Court: Illinois Supreme Court

Date Filed: April 4, 2024

Background: In 2021, Mauro Glorioso, a former executive of the Illinois Property Tax Appeal Board, filed a defamation lawsuit against the Chicago Sun-Times and investigative reporter Tim Novak over the newspaper’s coverage of Glorioso’s role in a $1 million property tax refund for former President Donald Trump.

The Sun-Times and Novak sought to dismiss the lawsuit under the Illinois Citizen Participation Act, which allows courts to quickly dismiss meritless lawsuits designed to chill speech, also known as strategic lawsuits against public participation, or SLAPPs. However, a trial court denied their motion to dismiss the lawsuit, and an appeals court later affirmed the lower court’s decision, concluding that the underlying defamation suit is not a SLAPP because it was not “solely” a response to the newspaper’s exercise of its First Amendment rights.

The Sun-Times and Novak appealed the ruling to the Illinois Supreme Court. 

Our Position: The Illinois Supreme Court should reverse the appeals court’s decision and hold that the Sun Times’s lawsuit is a SLAPP that is contrary to public policy.

  • The Illinois Legislature enacted the CPA to protect and encourage the exercise of First Amendment rights. Without such statutory protections, SLAPPs are a commonly used weapon to deter and punish speech that plaintiffs disapprove of.
  • This court should interpret the CPA in accordance with the intent of the Illinois Legislature, which was to ensure that speakers, including the press, can exercise their political rights without the threat of expensive, protracted litigation.
  • Judicial decisions that have narrowed application of the CPA’s protections and placed too heavy a burden on the moving party are inconsistent with the language and intent of the law.
  • The trial court’s ruling below, if affirmed, would undermine the CPA’s effectiveness to the detriment of both the media and the public that relies on their reporting.

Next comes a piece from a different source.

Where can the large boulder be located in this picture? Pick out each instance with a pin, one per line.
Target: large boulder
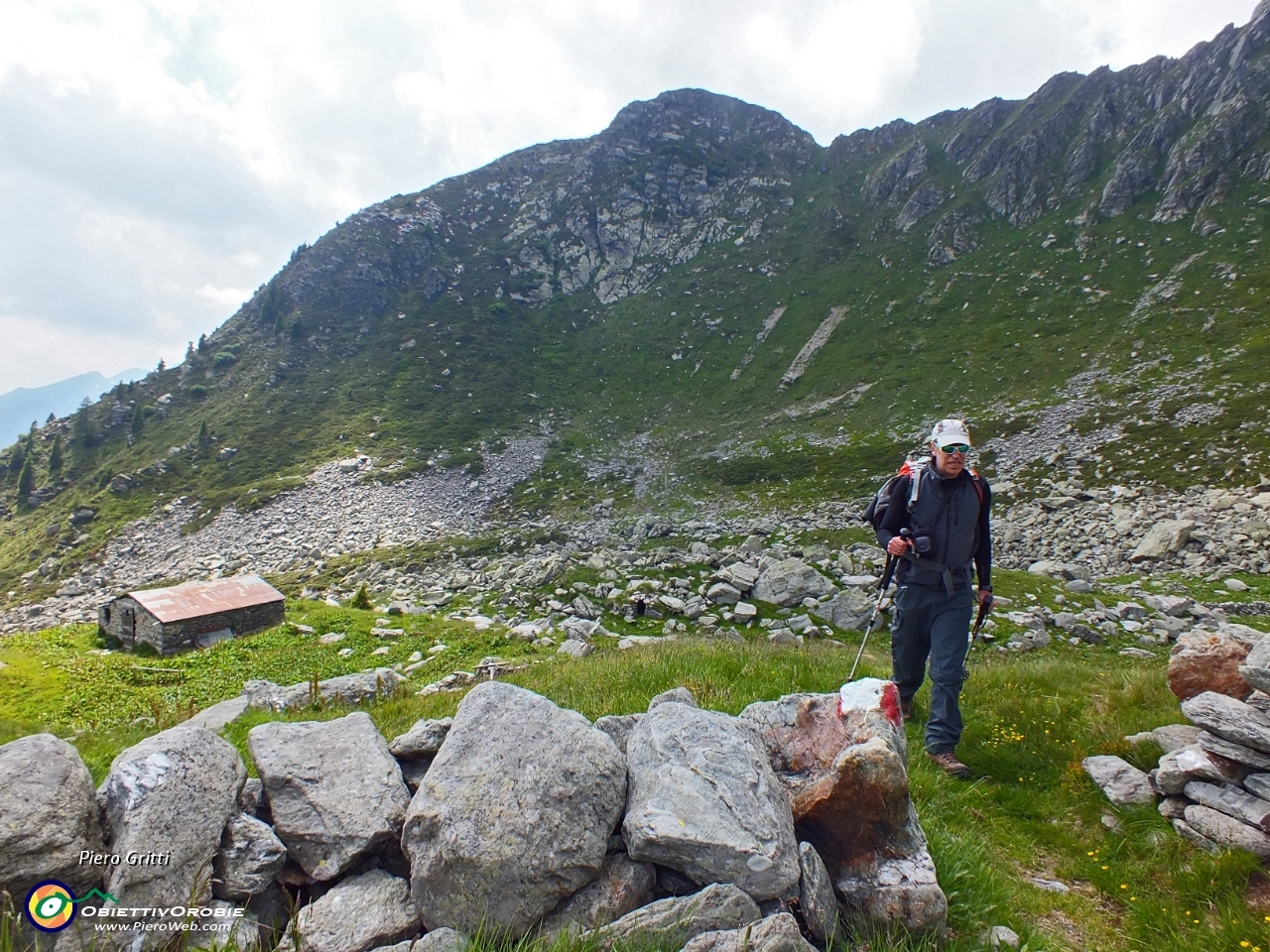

Attorneys from Dentons US LLP and Baron Harris Healey LLC represented the Reporters Committee and nine media organizations in this friend-of-the-court brief.

Quote: “Put simply, anti-SLAPP statutes do more than protect freedom of speech in theory. They do so in practice. Time and again, these laws have protected journalists and news organizations from lawsuits seeking to silence their reporting. Without the full protections of laws like the [CPA], journalists and news organizations may avoid important stories out of fear of being hit with a financially burdensome or even ruinous SLAPP.”